According to the railway operator, TSB chairwoman Kathy Fox's statement in a media conference on October 31 that six per cent of human-caused rail incidents may have involved fatigue is "not supported by facts", CP said.

"We would welcome the chance to meet with the chairwoman and Transport Canada to provide the context and detail necessary to dispel any misconceptions that continue to distort conversations over this crucial issue, and to lend our support in implementing important change," CP president and COO Keith Creel said in a company statement.

"It is well past time we moved the discussion of work, rest and time-off choices for locomotive engineers and conductors beyond emotional and deceptive rhetoric into the arena of fact. CP will, at any time, discuss the facts around work and rest with the TSB, Transport Canada and the Teamsters Canada Rail Conference (TCRC) leadership and we are happy to do so in a public forum."

Contrary to claims by the TCRC and others, CP said it "has fought hard to put the issue of predictable scheduling and better work/life balance for locomotive engineers and conductors on the negotiation table, but has been thwarted at every turn."

The railway operator said it continues to take a leadership position in moving employees to a new, better scheduling model, including requesting regulatory change from Transport Canada to move away from the current and outdated regulation that allows engineers and conductors, at their discretion, to work up to 18 hours within a 24-hour period.

"This is an issue of choice: choice for our engineers and conductors; choice for their union leadership; and choice for Transport Canada, who can help bring about meaningful change for the benefit of public safety and hardworking railroaders," Mr Creel said.

"It is easy for both the TSB and TCRC to highlight problems, but we remain focussed on meaningful solutions and meaningful change," he said.

According to CP, during labour negotiations with the TCRC, the railway operator sought "predictable work and mandatory time-off schedules for train crews.
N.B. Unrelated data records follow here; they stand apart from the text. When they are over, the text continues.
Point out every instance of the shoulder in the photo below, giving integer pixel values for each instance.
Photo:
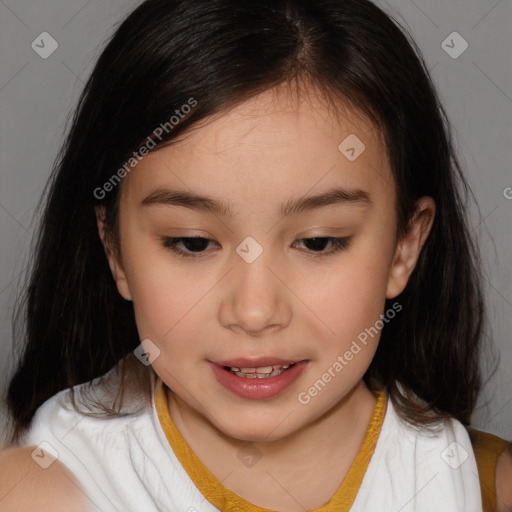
(494, 460)
(504, 480)
(31, 480)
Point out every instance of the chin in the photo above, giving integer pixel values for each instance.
(251, 432)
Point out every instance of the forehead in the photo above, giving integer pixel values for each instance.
(280, 142)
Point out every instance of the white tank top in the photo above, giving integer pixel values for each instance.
(126, 464)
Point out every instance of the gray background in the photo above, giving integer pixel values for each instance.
(37, 95)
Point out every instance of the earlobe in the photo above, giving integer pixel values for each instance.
(115, 267)
(409, 247)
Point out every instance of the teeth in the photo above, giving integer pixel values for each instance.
(264, 369)
(261, 372)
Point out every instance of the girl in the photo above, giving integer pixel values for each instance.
(254, 286)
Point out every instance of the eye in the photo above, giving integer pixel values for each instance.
(195, 246)
(318, 244)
The union, who demanded optional time-off schedules again at the individual employees?discretion, and then led employees to a strike in 2015, rejected this proposal. In 2015, 93 per cent of CP's train crews worked fewer than 10 hours; the majority worked fewer than eight hours," the company statement said.

It claimed that in 2015, 40 per cent of the time train crews elected not to take the maximum time off available to them between trips.

"CP has also been a vocal proponent of on-board voice and video technology, which can help identify and address behaviours that indicate fatigue, but there are regulatory and legal barriers within the TSB Act that prohibit proactive use of the data for safety purposes. Studies have been done, but no change has been made to the regulatory framework.

"Both the TCRC and TSB could be instrumental in pushing this safety-enhancing technology forward," it added.

Source : HKSG.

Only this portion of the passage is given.